Choice of binding sites for CTCFL compared to CTCF is driven by chromatin and by sequence preference

Nucleic Acids Research, Aug 2018

The two paralogous zinc finger factors CTCF and CTCFL differ in expression such that CTCF is ubiquitously expressed, whereas CTCFL is found during spermatogenesis and in some cancer types in addition to other cell types.

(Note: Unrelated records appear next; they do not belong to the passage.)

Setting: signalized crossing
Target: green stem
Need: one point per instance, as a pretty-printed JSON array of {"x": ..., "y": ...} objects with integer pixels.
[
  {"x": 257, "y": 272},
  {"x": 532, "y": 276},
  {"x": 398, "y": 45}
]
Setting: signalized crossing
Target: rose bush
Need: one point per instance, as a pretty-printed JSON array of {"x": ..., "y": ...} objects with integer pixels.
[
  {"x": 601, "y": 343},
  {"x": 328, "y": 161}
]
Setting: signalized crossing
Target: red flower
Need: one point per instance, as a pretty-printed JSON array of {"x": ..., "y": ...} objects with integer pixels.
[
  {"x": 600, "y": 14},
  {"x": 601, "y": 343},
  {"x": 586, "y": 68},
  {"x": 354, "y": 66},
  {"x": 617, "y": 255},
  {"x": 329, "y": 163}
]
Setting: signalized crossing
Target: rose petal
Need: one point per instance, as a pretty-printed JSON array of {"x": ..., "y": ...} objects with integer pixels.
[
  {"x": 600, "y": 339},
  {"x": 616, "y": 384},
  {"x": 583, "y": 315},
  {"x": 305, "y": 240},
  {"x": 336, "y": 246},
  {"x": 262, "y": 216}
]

Both factors share the highly conserved DNA binding domain and are bound to DNA sequences with an identical consensus. In contrast, both factors differ substantially in the number of bound sites in the genome. Here, we addressed the molecular features for this binding specificity. In contrast to CTCF we found CTCFL highly enriched at ‘open’ chromatin marked by H3K27 acetylation, H3K4 di- and trimethylation, H3K79 dimethylation and H3K9 acetylation plus the histone variant H2A.Z. CTCFL is enriched at transcriptional start sites and regions bound by transcription factors. Consequently, genes deregulated by CTCFL are highly cell specific. In addition to a chromatin-driven choice of binding sites, we determined nucleotide positions critical for DNA binding by CTCFL, but not by CTCF.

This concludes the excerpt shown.